In 1980 some cheap bastards – actually, we Massachusetts voters – voted for a referendum which capped property taxes at 2.5%. Proposition 2 1/2 thus became Massachusetts General Law Chapter 59 Section 21. For 28 years this law has guided the downward spiral of town and city services. In these hard times Proposition 2 1/2 will ensure that the downward spiral will end in death. Cynical banalities like “the schools just couldn’t compete” or “it’s time to privatize” will be uttered over the grave. And we will then look to casinos and corporations to come up with the money.

Wait a minute! Aren’t we currently bailing out the corporations?

Never mind. We’ll talk excitedly about how the new Duncan Donuts Academy, the Harrah’s Charter Schools, the McDonald’s pre-schools, and the Marvel Comics and National Enquirer libraries are providing services we used to pay for ourselves.

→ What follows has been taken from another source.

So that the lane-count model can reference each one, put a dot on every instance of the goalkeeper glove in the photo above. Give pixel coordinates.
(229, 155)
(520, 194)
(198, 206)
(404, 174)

And all because we continue to be the same kind of cheap bastards the people on our block were 28 years ago. People who expect someone else to do it, someone else to pay for it, someone else to step up to do the right thing.

If there’s anything we can agree on in this consumer culture, it’s this: you get what you pay for. By paying for nothing, we get nothing. No future for our children, no future for young people, no stability for the elderly, no common dreams that bind our society. Proposition 2 1/2 has done enough damage. Repeal Massachusetts General Law 59 Section 21.